O processo envolvia questionamentos das empresas OAS 26 e Karagounis sobre o acordo firmado entre o clube e a Arena Porto-Alegrense, após o empresário Marcelo Marques adquirir parte da dívida da construção do estádio e assumir a gestão da Arena.
Na decisão, a juíza Paula da Rocha e Silva entendeu que as empresas não tinham legitimidade para impedir a operação financeira realizada entre as partes.
Com isso, a Arena fica livre de penhoras e leilões, embora ainda exista possibilidade de recurso por parte das empresas envolvidas no processo.
Em julho do ano passado, Marcelo Marques anunciou a compra de dois terços da dívida da Arena e também da gestão do estádio, em uma negociação estimada em cerca de R$ 145 milhões.

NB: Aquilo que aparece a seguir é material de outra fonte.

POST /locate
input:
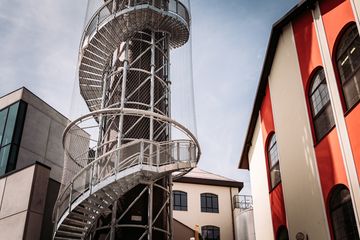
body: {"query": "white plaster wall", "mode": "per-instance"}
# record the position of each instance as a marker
(356, 8)
(301, 186)
(244, 224)
(259, 187)
(194, 216)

Apesar da decisão considerada favorável ao clube, a situação envolvendo o terreno onde a Arena foi construída ainda não está totalmente resolvida. Atualmente, OAS 26 e Karagounis seguem como proprietárias da área.
O acordo prevê a chamada “troca de chaves”, em que o Grêmio entregaria o Estádio Olímpico às empresas em troca da posse definitiva da Arena. Segundo o clube, as negociações avançam com a Karagounis, mas seguem enfrentando entraves com a OAS 26.
Além disso, a gestão da Arena adquirida por Marcelo Marques e posteriormente repassada ao Grêmio vale até janeiro de 2034. Caso a questão fundiária não seja solucionada até lá, a administração do estádio poderá retornar aos atuais donos do terreno.